There is not much research into the number of false accusations resulting from memory retrieval therapy, but what there is paints a rather disturbing picture. The False Memory Syndrome Foundation was established in the US in 1992 to help people falsely accused of abuse, most often families whose children "remembered" during therapy that they were victimised by their parents. Similar organisations were quickly established in Australia, Great Britain, France, Germany, Israel, New Zealand, Belgium, Canada, the Netherlands, and Sweden. Most of the members of these organisations are the accused relatives of the alleged victims of sexual harassment and abuse. In the United States alone, from the establishment of the Foundation in 1992 up to 2001, more than 4,400 people came forward, for whom the false memories of their relatives became their nightmare reality. Of course, it cannot be ruled out that among them are real perpetrators of actual harm, but the number of withdrawn accusations and damages awarded for unjustified accusations is constantly growing.
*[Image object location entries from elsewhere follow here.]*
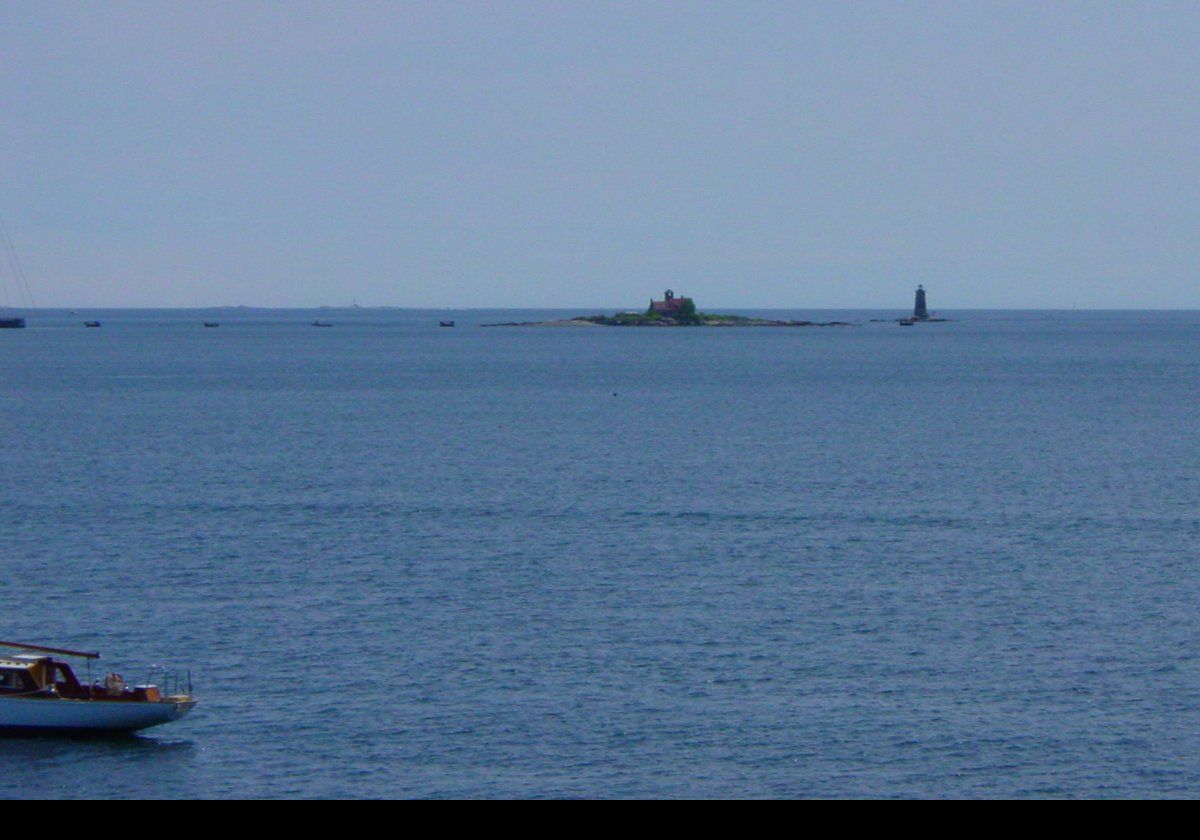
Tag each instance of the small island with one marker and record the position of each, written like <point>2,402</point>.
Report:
<point>671,311</point>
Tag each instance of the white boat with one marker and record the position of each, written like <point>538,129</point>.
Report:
<point>40,693</point>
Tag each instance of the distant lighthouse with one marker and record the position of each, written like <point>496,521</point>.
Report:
<point>919,311</point>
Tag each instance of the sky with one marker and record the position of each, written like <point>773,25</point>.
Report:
<point>509,154</point>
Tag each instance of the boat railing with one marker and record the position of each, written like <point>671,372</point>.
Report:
<point>171,683</point>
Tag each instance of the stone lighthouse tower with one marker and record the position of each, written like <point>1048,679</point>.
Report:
<point>919,311</point>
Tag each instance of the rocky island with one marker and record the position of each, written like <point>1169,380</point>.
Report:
<point>671,311</point>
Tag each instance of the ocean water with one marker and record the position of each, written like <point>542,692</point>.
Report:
<point>951,561</point>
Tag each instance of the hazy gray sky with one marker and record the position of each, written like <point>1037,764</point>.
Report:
<point>592,154</point>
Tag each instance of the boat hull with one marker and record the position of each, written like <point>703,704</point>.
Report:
<point>30,714</point>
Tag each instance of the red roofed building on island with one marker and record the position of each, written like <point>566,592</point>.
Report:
<point>671,306</point>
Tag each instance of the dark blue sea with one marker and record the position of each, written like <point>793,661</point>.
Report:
<point>402,561</point>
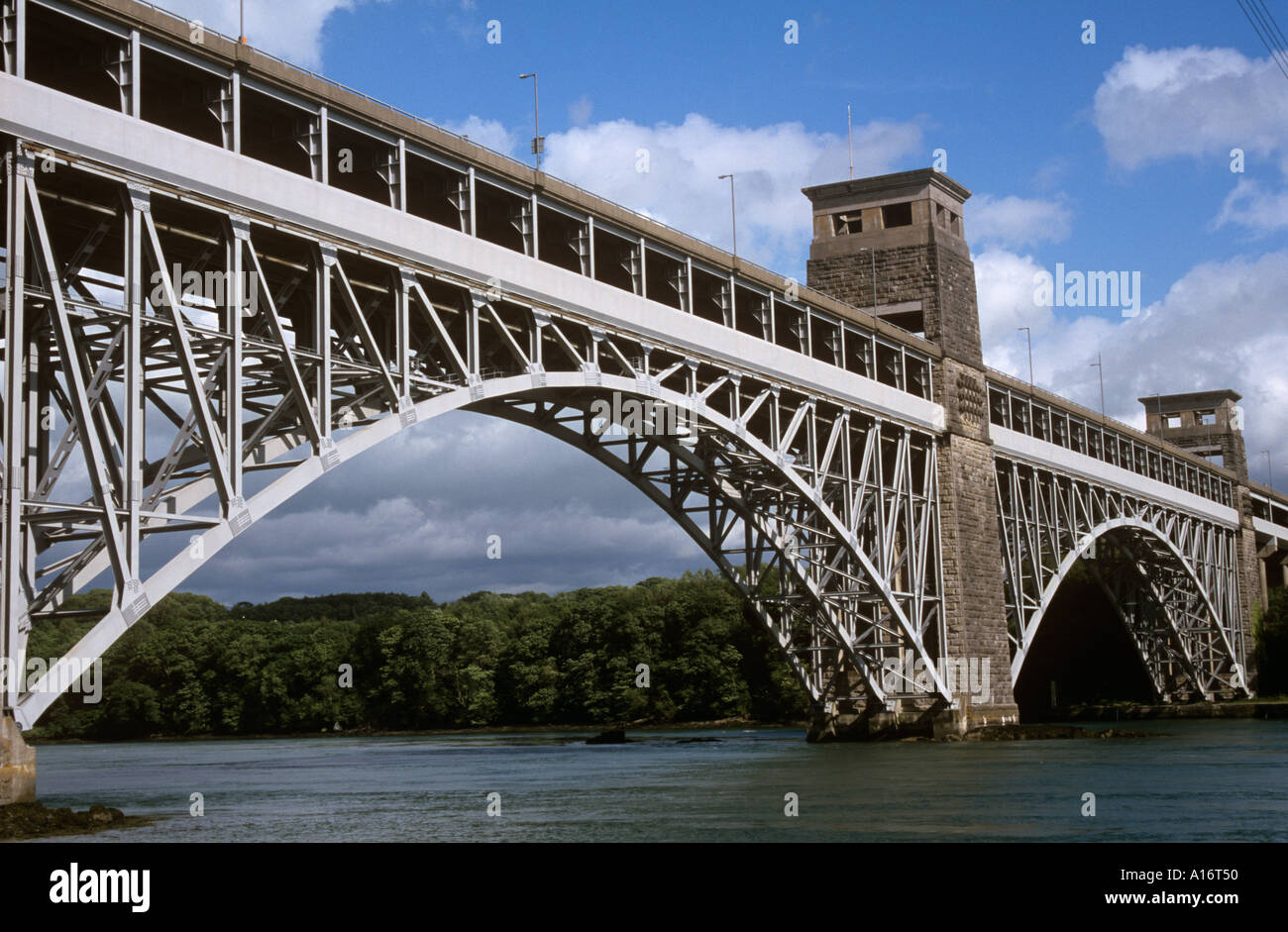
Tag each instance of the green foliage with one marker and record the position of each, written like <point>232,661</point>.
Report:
<point>1271,645</point>
<point>193,667</point>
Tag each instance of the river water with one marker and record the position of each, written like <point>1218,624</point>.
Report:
<point>1196,781</point>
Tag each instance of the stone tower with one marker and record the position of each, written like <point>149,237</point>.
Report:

The fact that so many victims today can count on interest and support is probably also due to economic factors. In the Western world, this enables access to goods unprecedented in history. We can simply better afford to take care of them. But in helping them, we must remember that in the race of victims there will be losers, including those wrongly accused of being victimizers, and those who will be denounced as false victims who need help most. The latter usually do not have the strength or the ability to jump in the queue for help.
Correction: an earlier version of this article referred to two fabricated verdicts in civil cases, "Kathleen Robertson of Austin, Texas" and "Terrence Dickson of Bristol, Pennsylvania," in its discussion of tort law. Quillette apologises for the error.